24 de junio de 2013

San Juan Bautista.


Evangelio según San Lucas 1,57-66.80.


Cuando le llegó a Isabel su día, dio a luz un hijo,
y sus vecinos y parientes se alegraron con ella al enterarse de la misericordia tan grande que el Señor le había mostrado.
Al octavo día vinieron para cumplir con el niño el rito de la circuncisión,
y querían ponerle por nombre Zacarías, por llamarse así su padre. Pero la madre dijo: «No, se llamará Juan.» Los otros dijeron: «Pero si no hay nadie en tu familia que se llame así.» Preguntaron por señas al padre cómo quería que lo llamasen. Zacarías pidió una tablilla y escribió: «Su nombre es Juan», por lo que todos se quedaron extrañados. En ese mismo instante se le soltó la lengua y comenzó a alabar a Dios. Un santo temor se apoderó del vecindario, y estos acontecimientos se comentaban en toda la región montañosa de Judea. La gente que lo oía quedaba pensativa y decía: «¿Qué va a ser este niño?» Porque comprendían que la mano del Señor estaba con él. A medida que el niño iba creciendo, le vino la fuerza del Espíritu. Vivió en lugares apartados hasta el día en que se manifestó a Israel.



COMENTARIO:

  Este Evangelio de san Lucas, nos relata el nacimiento y la circuncisión de Juan Bautista, que era primo de Jesús y será su precursor. Si recordamos las palabras de la Escritura, el embarazo del niño fue, como le dijo el ángel a su padre Zacarías, por intervención divina; ya que tanto Isabel como su esposo eran ya ancianos. Al dudar el sacerdote del mensaje angélico, sufrió las consecuencias de esa actitud y quedó mudo; circunstancia que, ante el cumplimiento de lo prometido, al circuncidar al niño –haciéndolo partícipe del pueblo de Israel, con una misión determinada- quedó modificada, recuperando Zacarías la voz que había perdido.

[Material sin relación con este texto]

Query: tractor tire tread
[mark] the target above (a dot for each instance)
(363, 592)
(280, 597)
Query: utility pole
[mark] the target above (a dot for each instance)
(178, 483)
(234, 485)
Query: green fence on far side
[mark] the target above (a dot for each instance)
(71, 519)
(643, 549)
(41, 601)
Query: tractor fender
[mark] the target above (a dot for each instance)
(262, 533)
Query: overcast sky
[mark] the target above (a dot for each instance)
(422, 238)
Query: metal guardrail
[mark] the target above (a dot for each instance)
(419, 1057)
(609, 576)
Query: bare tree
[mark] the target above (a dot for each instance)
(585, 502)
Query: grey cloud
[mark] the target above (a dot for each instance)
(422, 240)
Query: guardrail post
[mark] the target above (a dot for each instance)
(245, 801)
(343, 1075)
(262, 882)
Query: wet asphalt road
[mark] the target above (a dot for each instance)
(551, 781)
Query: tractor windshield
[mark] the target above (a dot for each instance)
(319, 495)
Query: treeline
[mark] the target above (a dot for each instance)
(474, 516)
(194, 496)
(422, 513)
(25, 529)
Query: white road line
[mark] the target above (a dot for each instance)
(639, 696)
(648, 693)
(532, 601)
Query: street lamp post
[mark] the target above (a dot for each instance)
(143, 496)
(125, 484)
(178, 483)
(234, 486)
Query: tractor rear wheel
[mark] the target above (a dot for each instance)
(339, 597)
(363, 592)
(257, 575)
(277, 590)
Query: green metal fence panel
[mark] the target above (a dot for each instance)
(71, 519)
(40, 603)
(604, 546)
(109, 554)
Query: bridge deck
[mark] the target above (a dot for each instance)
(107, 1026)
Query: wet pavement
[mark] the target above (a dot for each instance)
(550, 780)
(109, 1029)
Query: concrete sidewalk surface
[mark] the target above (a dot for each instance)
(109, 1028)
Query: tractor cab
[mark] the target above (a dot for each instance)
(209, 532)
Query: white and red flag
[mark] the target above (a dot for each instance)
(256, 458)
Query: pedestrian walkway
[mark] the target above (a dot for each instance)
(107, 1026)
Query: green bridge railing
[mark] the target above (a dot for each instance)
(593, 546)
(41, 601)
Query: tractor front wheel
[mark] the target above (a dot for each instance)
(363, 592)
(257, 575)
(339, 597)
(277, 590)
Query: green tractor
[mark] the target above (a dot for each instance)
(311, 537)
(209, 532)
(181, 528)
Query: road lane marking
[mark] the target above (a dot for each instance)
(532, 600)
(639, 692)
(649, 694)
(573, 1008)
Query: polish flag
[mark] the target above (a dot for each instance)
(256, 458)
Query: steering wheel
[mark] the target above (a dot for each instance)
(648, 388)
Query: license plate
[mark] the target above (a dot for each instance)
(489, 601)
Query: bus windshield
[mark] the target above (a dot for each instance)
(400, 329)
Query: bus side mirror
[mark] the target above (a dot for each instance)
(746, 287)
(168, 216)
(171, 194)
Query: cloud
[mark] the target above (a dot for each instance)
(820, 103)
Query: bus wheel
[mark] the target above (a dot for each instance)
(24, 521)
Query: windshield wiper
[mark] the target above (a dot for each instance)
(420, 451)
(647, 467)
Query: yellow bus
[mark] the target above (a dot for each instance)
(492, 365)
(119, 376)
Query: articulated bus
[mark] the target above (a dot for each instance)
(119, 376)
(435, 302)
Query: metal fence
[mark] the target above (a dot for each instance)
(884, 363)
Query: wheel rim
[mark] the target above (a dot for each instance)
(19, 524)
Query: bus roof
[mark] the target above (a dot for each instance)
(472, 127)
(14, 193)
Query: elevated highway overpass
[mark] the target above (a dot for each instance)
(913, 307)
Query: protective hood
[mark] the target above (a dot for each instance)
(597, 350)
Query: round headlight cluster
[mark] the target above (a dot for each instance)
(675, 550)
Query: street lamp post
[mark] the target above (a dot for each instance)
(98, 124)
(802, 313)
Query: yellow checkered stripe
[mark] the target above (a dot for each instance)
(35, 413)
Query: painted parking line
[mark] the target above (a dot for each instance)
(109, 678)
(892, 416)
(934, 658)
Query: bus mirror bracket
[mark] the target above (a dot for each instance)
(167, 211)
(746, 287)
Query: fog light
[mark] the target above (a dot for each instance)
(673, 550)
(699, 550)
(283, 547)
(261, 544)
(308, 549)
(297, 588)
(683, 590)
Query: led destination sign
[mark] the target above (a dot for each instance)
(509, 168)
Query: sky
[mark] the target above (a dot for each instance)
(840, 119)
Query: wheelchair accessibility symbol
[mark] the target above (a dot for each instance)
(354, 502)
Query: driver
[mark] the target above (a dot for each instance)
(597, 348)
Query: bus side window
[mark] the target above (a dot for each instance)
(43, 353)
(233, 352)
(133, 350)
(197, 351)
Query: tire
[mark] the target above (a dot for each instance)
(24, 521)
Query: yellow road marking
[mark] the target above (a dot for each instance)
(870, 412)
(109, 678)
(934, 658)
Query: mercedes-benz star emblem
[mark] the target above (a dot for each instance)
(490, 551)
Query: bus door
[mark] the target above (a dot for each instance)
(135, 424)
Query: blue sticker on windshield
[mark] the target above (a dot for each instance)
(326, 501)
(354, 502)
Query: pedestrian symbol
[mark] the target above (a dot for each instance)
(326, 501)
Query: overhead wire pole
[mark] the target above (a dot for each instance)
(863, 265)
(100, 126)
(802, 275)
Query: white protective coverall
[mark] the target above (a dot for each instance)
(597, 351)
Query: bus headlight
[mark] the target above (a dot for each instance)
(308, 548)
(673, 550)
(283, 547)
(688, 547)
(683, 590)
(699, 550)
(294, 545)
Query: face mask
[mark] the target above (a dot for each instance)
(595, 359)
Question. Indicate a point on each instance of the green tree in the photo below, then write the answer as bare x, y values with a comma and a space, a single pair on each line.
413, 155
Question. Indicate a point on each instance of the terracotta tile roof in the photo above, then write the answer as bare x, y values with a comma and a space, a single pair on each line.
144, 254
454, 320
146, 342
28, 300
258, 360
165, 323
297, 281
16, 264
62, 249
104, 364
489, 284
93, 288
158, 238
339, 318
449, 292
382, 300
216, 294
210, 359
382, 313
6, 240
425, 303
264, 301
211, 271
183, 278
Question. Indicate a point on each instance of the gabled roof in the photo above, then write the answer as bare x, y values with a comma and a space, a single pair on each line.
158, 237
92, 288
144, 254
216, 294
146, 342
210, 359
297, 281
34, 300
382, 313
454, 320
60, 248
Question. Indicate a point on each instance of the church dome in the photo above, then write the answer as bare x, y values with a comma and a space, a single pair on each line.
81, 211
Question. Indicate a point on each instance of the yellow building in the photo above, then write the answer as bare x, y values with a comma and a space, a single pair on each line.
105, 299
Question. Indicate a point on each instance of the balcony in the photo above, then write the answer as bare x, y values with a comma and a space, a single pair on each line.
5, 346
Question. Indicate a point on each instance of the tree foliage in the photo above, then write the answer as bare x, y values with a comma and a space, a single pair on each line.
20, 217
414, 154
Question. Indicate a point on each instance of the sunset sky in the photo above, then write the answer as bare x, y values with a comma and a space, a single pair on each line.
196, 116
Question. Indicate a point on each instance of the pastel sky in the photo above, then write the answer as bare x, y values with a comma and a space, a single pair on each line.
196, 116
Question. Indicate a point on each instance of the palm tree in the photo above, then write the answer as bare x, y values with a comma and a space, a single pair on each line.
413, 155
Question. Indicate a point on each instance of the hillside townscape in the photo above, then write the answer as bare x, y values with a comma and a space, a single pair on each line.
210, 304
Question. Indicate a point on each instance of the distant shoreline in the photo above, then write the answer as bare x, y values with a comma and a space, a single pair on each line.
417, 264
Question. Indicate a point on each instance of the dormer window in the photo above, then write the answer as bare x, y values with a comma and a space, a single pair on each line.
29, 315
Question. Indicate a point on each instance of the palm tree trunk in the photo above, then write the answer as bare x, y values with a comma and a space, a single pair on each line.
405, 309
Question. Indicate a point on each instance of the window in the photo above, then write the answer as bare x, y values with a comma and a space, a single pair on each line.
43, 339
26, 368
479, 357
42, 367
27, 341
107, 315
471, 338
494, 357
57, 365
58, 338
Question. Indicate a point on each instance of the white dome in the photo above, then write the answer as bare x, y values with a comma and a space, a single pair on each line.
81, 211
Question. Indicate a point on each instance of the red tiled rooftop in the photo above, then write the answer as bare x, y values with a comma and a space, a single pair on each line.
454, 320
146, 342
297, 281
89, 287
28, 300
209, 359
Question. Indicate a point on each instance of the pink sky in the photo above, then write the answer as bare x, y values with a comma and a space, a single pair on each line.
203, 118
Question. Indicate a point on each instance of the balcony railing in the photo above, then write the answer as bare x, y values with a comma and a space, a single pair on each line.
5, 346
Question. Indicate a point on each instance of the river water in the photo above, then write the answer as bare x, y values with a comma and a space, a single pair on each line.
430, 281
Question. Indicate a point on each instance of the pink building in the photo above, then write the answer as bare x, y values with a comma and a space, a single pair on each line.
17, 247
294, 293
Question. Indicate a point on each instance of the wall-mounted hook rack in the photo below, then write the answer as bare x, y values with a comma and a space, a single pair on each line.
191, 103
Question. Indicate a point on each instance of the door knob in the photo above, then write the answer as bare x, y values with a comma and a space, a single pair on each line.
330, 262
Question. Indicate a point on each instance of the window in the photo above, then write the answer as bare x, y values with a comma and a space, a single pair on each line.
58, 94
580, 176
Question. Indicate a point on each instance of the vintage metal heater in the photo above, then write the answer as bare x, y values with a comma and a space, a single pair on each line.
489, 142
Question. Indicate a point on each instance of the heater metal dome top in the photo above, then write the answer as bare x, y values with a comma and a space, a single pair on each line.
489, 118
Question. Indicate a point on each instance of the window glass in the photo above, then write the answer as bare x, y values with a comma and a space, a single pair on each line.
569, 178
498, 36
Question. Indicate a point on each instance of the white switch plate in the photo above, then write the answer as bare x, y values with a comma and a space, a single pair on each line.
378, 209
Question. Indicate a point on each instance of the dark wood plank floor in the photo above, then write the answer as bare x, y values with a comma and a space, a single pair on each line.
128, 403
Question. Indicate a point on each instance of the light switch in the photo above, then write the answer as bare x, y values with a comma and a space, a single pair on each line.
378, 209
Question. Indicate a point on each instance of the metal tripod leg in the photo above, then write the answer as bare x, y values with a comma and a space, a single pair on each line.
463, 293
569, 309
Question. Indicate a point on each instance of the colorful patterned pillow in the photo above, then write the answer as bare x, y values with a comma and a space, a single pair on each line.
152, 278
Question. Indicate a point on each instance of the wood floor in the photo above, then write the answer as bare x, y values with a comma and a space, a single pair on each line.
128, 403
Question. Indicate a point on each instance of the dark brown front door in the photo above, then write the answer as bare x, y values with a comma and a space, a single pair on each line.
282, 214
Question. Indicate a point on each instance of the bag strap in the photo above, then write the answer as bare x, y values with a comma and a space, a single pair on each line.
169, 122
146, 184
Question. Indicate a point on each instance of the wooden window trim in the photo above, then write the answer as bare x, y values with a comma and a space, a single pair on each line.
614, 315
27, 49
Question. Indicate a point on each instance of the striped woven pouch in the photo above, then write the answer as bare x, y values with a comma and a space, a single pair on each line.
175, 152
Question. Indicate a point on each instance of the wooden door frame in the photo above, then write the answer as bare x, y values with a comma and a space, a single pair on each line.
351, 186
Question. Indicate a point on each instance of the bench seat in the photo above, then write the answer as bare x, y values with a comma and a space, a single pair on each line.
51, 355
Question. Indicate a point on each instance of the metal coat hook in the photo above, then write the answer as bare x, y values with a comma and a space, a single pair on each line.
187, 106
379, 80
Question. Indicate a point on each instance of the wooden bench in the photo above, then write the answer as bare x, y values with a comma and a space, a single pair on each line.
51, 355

  Vemos en este versículo dos puntos importantísimos, a tener en cuenta para todos nosotros. El primero es que la incredulidad nos ata la lengua y la fe, nos la desata. Creer significa aceptar la verdad revelada, aunque no evidente, y ser por ello fieles transmisores de lo que hemos percibido con los ojos del espíritu; es abrir nuestro corazón a las promesas de Dios en Cristo, porque Él no puede engañarnos ni engañarse. Y ese convencimiento es el que motiva que tengamos la responsabilidad, como bautizados que forman parte del Reino de Dios, de hacer llegar el Evangelio a todos los rincones de nuestro mundo: la familia, el trabajo, el ocio. No hay ni un lugar ni una situación que quede libre de ese compromiso. Son nuestras vergüenzas e inseguridades las que, al confiar sólo en nuestras fuerzas, nos juegan malas pasadas y nos impiden cumplir con nuestro deber; ya que olvidamos que es la Gracia la que ayudará a nuestras potencias: la inteligencia y la voluntad, poniendo el Espíritu Santo las palabas adecuadas en nuestros labios.


  Pero hay otro punto maravilloso que no podemos obviar en este capítulo, y es que Juan, antes de ser engendrado en el vientre de su madre, ya tenía una misión que cumplir en los planes divinos. El niño había sido escogido para ser la voz que clamará a la conversión, labrando los corazones de aquellos hombres para recibir la semilla del mensaje de Cristo. Él será el precursor y a la vez, la línea divisoria entre el Nuevo y el Viejo Testamento. Juan personifica lo antiguo que anuncia lo nuevo; naciendo de unos padres ancianos, es declarado profeta en el seno de su madre. La propia mudez de su padre, nos dice san Agustín, significaba que antes de la predicación de Cristo, el sentido de la profecía estaba latente, a la espera, oculto, encerrado. Pero con el advenimiento del Mesías, todo se ha hecho claro.


  El Bautista ha dado paso al cumplimiento de lo anunciado y ha manifestado, en el Jordán, al Cordero de Dios. Todos nosotros, igual que él, hemos sido creados porque Dios nos ha llamado a la vida con una finalidad determinada. Cada uno de nosotros, como Juan, debemos descubrir cuál es nuestro propósito en los planes divinos de la salvación. El Señor, como un perfecto relojero, ha puesto en nosotros todas las piezas precisas y necesarias para cumplir con nuestra misión; por eso no vale decir que no servimos, que no podemos, ya que tenemos todos los elementos para alcanzarlo. Sólo necesitamos la voluntad necesaria para, salvando nuestra naturaleza herida con la Gracia, entregarnos en libertad a pesar de las dificultades, a la santísima voluntad de Dios.